地籍調査がスタートしたのは、第二次世界大戦後の1951年。戦争で疲弊した日本を再建するために、限りある国土を有効活用できるように整備しようとして始まりました。 しかし、細かく分割された土地が多い都市部、足場の悪い土地が多い山村部など、スムーズに進まない地域も多く、2023年度末時点での進捗率は全国平均で53%(『全国の地籍調査の実施状況』国土交通省)。地域によっても大きく異なり、北海道、東北、九州では90%を越える県もあるのに対し、関東、中部、北陸、近畿は大半が40%未満です(下表参照)。開始から70年以上経過しても未だ多くの未調査地区が残る中で、近年は調査の加速化が重要な課題となっています。 なお、お住まいの地域の地籍調査実施状況は『地籍調査状況マップ』(国土交通省)から確認することができます。  

地籍調査は安全&安心な社会実現のカギ

地籍調査が必要とされる主な理由は、次の5点です。
特に近年は、毎年のように自然災害による深刻な被害があり、南海トラフ地震、首都直下地震の発生も高い確率で予測されていますから、万一の際のスムーズな復旧のためにも調査の加速化が望まれています。
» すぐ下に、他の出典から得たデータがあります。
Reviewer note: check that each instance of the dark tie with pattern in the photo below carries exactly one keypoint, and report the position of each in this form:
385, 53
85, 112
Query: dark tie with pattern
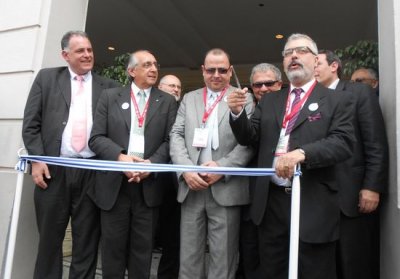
297, 92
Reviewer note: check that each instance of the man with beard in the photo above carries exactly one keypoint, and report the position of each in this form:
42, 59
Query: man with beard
363, 177
307, 125
211, 203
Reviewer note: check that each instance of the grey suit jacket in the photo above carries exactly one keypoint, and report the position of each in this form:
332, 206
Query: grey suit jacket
231, 190
47, 109
110, 137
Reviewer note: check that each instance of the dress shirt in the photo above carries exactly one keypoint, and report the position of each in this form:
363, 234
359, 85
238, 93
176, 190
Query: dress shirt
66, 146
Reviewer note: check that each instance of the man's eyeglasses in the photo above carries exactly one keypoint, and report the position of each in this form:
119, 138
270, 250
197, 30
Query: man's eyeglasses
362, 79
172, 85
148, 65
266, 83
299, 50
212, 71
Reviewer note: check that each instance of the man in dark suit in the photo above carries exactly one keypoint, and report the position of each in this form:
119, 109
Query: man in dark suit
59, 100
306, 125
264, 78
131, 124
362, 178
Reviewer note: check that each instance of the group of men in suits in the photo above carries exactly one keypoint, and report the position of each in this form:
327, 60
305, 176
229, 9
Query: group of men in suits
72, 112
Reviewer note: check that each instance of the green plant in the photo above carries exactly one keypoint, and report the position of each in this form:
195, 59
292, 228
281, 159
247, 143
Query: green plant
363, 54
118, 70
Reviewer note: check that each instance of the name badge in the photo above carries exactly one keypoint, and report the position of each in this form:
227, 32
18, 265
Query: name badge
136, 144
200, 138
283, 143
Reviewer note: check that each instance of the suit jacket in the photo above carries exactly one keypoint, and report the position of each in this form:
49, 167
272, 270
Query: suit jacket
325, 134
231, 190
47, 109
368, 167
110, 137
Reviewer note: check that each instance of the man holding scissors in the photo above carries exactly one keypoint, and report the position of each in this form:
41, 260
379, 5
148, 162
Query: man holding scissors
211, 203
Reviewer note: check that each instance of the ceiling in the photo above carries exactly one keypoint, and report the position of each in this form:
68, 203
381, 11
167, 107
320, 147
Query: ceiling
180, 32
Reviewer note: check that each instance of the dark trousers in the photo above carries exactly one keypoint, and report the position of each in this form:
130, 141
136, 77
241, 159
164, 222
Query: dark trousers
127, 234
169, 234
65, 197
358, 247
316, 261
249, 259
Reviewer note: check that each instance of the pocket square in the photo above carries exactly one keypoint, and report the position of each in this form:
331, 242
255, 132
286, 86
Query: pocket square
315, 117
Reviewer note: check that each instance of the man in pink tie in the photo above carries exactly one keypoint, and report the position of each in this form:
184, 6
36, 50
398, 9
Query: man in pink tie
57, 122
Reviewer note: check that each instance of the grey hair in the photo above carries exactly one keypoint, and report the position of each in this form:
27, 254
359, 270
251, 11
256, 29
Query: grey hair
297, 36
132, 63
67, 37
263, 68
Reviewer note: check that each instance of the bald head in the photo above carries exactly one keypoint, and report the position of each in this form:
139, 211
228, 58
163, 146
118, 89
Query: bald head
172, 85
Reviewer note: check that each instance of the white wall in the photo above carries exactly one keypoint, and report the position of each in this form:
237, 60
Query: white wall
30, 34
389, 65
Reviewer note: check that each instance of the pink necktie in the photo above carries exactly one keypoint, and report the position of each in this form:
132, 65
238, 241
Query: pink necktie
297, 92
79, 132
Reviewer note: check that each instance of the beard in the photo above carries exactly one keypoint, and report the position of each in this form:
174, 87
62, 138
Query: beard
299, 75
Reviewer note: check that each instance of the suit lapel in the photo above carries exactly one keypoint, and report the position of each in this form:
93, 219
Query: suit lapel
316, 97
279, 105
123, 99
223, 108
199, 106
155, 100
64, 85
97, 87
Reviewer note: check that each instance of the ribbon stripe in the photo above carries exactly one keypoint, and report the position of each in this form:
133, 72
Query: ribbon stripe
127, 166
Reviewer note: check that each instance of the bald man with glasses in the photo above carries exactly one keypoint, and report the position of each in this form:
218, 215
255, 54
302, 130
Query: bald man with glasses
210, 203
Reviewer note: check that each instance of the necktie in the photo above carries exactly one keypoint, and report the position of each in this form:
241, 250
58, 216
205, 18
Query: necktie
292, 121
214, 123
142, 101
79, 125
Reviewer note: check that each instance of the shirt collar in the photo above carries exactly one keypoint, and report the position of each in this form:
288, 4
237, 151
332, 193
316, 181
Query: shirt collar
305, 87
86, 76
334, 84
136, 89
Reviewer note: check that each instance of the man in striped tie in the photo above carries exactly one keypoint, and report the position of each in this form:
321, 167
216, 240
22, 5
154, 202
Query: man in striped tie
306, 125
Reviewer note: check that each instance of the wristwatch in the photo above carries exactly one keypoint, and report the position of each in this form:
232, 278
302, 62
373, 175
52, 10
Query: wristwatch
302, 152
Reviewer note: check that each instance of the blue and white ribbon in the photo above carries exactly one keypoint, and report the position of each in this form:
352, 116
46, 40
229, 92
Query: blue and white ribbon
141, 167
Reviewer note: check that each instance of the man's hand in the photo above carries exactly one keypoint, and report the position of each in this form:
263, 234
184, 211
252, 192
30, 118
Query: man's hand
237, 100
133, 176
195, 181
144, 175
210, 178
39, 172
368, 201
285, 164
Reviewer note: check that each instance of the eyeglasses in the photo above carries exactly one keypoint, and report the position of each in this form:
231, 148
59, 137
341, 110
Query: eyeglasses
148, 65
266, 83
174, 86
362, 79
299, 50
221, 71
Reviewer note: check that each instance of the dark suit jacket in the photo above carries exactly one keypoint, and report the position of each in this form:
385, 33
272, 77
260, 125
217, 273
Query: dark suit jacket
368, 167
326, 135
47, 109
110, 137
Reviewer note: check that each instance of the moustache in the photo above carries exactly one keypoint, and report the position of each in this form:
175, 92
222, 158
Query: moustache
294, 63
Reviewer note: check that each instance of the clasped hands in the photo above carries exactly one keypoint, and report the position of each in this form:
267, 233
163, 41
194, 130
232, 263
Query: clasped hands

また、正確な緯度経度情報を有している地籍調査の成果はオープンデータ(※)として様々なサービスの情報基盤として活用されています。
※登記所備付地図がG空間情報センターにおいて一般に無償公開中

➀土地取引の円滑化

土地の境界を示す標識

地籍調査により土地に関する情報が正確なものに更新されますから、例えば、お隣との境界をお互いに納得した上で登記情報が更新されます。その結果、土地の境界をめぐるトラブルを未然に防止でき、土地を売買する際にもスムーズに進めることが可能になります。

②迅速な災害復旧・復興

地籍調査を実施していない地域では、被災下で所有者の探索を行わなければならないことに加え、元々の境界が不明確な状況で境界の確認を行う必要があり、復旧・復興事業に着手する前に多くの時間と手間が必要となるケースも(画像はイメージです)。

災害が発生した場合、道路の復旧、上下水道等のライフライン施設の復旧、住宅の再建などが急務となります。地籍調査が実施されていた場合は、土地の境界を示す杭が無くなったり、移動したりしてしまった場合であっても、地籍調査の成果を使って、土地の所有者に連絡を取ったり、現地に元の境界を復元することが可能となり、迅速な復旧・復興につながります。

③社会資本整備・まちづくりの円滑化

都市開発等の活性化にも地籍調査は重要な役割を果たす。

道路整備、都市空間を再構築する市街地再開発事業、宅地建設等の民間開発事業などを進めていく際にも、地籍調査により境界が明確になっていれば用地取得等をスムーズに進めることができ、円滑に事業が実施できます。

④適切な森林の管理

適切な森林整備のために地籍調査は重要。

森林は、地球環境の保全、土砂災害の防止、水源のかん養(雨水を吸収・ろ過して貯水したり、河川の流量を調節する働き)など私たちの生活に不可欠な機能を有しています。これらの機能を発揮するには、間伐(過密にならないように一部の樹木を間引くこと)等の森林施業を行う必要があります。森林の境界が明確になっていれば、適時適切な対応をとることができます。

⑤所有者不明土地対策

適切に管理されていない所有者不明の土地(画像はイメージです)。

地籍調査によって土地の所有者や境界等を明確にすることは、適正な土地の利用・管理の基礎データの整備につながることはもちろん、所有者不明の土地の発生を抑制する効果が期待できます。

地籍調査の円滑化に向けて新制度がスタート!

地籍調査では土地所有者の方々に土地の境界を現地に立ち会って確認いただいたうえで、測量を実施します。この現地立会については、調査主体である自治体からの通知等に応答いただけない場合に周辺の土地を含めて境界を調査できないことが課題となっていました。 このため、令和6年7月から新しく『土地境界のみなし確認制度』がスタートしました。現地立会等の実施に先立って送付される通知に土地所有者の方から応答がない場合、筆界案(境界と推定される位置を図面等に示したもの)を送付し、一定期間を経て意見の申出がない場合は土地境界の確認が得られたとして調査を進めることができることになるものです。 通知を受け取りましたら、必ず内容を確認のうえ、調査にご協力いただきますようお願いいたします。

地籍調査の加速を最新技術でサポート!

地籍調査の中でも特に進捗が遅れている都市部・山村部をスムーズに調査できるように、様々な技術を導入して効率化を図っています。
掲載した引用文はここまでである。